The IIF links the surge to governments and companies spending heavily on national security and the accelerating AI infrastructure buildout, with AI-related investment emerging as a fresh driver of borrowing and capital markets activity.
AI and defense spending are reshaping the debt cycle
The IIF notes that public borrowing did most of the heavy lifting in 2025, as governments expanded deficits and issued more sovereign debt to fund security priorities and strategic tech programs.

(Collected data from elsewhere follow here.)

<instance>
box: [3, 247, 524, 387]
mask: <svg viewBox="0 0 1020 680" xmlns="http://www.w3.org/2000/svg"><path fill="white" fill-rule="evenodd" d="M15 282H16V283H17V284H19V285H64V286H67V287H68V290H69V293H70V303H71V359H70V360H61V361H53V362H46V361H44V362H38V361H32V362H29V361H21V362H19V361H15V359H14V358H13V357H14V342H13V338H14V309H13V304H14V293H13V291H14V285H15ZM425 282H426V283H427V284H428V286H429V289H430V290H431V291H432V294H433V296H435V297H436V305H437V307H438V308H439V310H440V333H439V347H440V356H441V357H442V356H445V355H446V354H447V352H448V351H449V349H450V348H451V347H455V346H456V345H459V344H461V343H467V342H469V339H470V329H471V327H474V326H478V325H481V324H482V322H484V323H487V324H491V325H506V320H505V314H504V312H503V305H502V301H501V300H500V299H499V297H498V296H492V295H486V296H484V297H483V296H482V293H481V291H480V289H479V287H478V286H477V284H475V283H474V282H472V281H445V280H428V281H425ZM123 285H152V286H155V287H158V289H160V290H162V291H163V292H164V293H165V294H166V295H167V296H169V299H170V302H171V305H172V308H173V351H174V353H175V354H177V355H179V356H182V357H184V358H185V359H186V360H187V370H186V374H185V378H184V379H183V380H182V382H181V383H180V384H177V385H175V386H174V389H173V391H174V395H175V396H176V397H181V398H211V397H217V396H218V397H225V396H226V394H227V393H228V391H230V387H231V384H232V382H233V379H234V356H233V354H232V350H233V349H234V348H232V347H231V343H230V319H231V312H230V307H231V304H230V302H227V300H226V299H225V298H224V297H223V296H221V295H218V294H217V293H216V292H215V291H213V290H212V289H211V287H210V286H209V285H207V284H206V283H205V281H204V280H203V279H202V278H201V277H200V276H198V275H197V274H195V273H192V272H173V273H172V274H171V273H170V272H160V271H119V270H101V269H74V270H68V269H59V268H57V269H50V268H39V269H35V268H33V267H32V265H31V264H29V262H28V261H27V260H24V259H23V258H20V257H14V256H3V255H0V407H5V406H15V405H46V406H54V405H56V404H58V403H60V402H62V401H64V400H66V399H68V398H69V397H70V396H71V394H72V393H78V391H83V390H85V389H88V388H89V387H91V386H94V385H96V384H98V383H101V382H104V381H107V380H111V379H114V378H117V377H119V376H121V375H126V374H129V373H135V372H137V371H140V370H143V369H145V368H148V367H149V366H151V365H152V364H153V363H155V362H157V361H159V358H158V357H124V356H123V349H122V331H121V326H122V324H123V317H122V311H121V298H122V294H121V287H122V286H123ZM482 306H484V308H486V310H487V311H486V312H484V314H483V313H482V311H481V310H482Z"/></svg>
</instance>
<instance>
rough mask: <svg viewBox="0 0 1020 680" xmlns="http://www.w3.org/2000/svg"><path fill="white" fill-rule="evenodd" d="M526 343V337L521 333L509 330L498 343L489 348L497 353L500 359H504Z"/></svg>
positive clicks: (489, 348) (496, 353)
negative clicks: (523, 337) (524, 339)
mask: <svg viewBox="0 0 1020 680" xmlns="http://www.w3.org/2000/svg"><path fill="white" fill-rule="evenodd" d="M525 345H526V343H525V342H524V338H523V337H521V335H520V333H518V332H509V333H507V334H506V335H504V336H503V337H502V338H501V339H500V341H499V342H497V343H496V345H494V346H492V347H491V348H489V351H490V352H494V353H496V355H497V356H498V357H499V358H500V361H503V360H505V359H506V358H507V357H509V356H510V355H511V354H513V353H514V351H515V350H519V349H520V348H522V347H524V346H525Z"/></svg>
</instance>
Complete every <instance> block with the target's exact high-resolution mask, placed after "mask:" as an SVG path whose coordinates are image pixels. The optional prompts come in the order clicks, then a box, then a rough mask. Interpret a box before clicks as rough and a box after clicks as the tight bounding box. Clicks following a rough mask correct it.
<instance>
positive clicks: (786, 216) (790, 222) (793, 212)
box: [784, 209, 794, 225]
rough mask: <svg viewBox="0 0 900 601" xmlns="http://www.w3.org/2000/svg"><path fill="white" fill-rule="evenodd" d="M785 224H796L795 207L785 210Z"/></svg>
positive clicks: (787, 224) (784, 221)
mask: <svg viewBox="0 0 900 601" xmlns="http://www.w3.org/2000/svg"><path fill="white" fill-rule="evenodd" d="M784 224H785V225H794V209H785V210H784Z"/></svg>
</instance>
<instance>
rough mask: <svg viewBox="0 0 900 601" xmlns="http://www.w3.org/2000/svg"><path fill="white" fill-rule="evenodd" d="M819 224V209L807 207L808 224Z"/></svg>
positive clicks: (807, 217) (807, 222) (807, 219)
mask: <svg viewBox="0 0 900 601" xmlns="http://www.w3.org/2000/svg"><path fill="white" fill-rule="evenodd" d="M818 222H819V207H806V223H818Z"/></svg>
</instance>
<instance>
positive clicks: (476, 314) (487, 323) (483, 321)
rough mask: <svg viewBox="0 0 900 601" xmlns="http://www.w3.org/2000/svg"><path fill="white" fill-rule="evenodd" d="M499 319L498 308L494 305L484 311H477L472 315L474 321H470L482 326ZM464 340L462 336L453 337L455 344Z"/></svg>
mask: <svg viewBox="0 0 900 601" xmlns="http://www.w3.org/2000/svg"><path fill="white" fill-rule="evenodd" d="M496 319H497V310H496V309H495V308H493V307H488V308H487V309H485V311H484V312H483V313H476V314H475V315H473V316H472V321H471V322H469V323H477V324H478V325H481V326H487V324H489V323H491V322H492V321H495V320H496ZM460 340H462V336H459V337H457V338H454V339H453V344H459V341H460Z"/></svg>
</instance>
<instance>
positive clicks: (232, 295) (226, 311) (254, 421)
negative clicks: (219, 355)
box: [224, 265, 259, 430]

At the same time, Big Tech’s AI arms race keeps pulling forward massive capex for data centers, chips, and energy capacity. That “capex supercycle” strengthens demand for debt financing even when rates stay elevated, because these projects require upfront spending at a scale equity can’t always cover efficiently.
U.S. bonds: AI capex becomes the big issuance catalyst
On the corporate side, analysts expect AI to be a major reason bond supply keeps climbing. A Reuters report citing Barclays analysts projects U.S. corporate bond issuance rising in 2026, with AI hyperscaler capex flagged as the biggest upside risk for even more jumbo deals than normal.
This isn’t abstract. Oracle, one of the major infrastructure financiers tied to the AI boom, has laid out plans to raise tens of billions to fund cloud expansion and AI-related capacity.
Why “AI bubble risk” stays on the table
The risk case is straightforward: debt-funded capex can overshoot real demand. If growth cools or financing conditions tighten, markets can see valuation stress, refinancing pressure, and sudden pullbacks in spending—especially where multiple tech giants rely on interconnected, circular dealmaking to justify ever-larger buildouts.
Eco-friendly SEO angle
Debt-fueled AI expansion also raises an energy question. If the next wave of borrowing funds efficient data centers, cleaner power, and higher utilization, it can reduce waste per unit of compute. If it funds overbuilt capacity and low-value workloads, it increases emissions and stranded infrastructure. The sustainability win depends on efficiency, clean energy sourcing, and realistic demand planning.